Entering edit mode
4.2 years ago
dec986
▴
370
I have a list of VCFs that I'm converting from gVCF to VCF thus:
zcat HG00096.final_combined.g.vcf.gz | gvcftools-0.17.0/bin/break_blocks --region-file gsa_positions.chromEnd_plus1.bed --ref g1k_v37/human_g1k_v37.fasta --exclude-off-target > vcf/HG00096.bb.vcf 2> break_blocks_err/HG00096.bb.err
the bed file looks like
1 58813 58814 GSA-rs114420996 . G A PASS . GT:GQ ./.:0.0
1 565507 565508 GSA-rs9283150 . G A PASS . GT:GQ ./.:0.0
1 567091 567092 GSA-rs9326622 . T C PASS . GT:GQ ./.:0.0
1 726911 726912 GSA-1:726912 . A G PASS . GT:GQ 0/0:0.27129138
1 727840 727841 GSA-rs116587930 . G A PASS . GT:GQ 0/0:0.6141555
but the problem is that the output files are missing alternate alleles, e.g.
#CHROM POS ID REF ALT QUAL FILTER INFO FORMAT HG00126
1 58814 . G <NON_REF> . . . GT:DP:GQ:MIN_DP:PL 0/0:31:84
:29:0,84,1192
1 565508 . G <NON_REF> . . . GT:DP:GQ:MIN_DP:PL 0/0:27:50
:27:0,50,857
1 567092 . T <NON_REF> . . . GT:DP:GQ:MIN_DP:PL 0/0:16:45
:16:0,45,675
I've also tried piping to extract_variants
from Converting Gvcf Files Into Vcf but this isn't working either.

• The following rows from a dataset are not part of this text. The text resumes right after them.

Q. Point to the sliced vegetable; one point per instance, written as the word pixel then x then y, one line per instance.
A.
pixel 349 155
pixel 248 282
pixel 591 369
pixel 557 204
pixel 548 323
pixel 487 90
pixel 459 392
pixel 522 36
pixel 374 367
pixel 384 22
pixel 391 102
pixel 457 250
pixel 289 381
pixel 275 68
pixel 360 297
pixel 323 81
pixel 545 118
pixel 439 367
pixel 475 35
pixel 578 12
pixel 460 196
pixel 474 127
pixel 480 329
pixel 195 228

how can I get the output to not have the NON_REF
so that it looks like a correct VCF?
they don't have identical sort order :(
then sort both files...
the files are of different lengths. I just ended up using a Perl hash, which was much easier.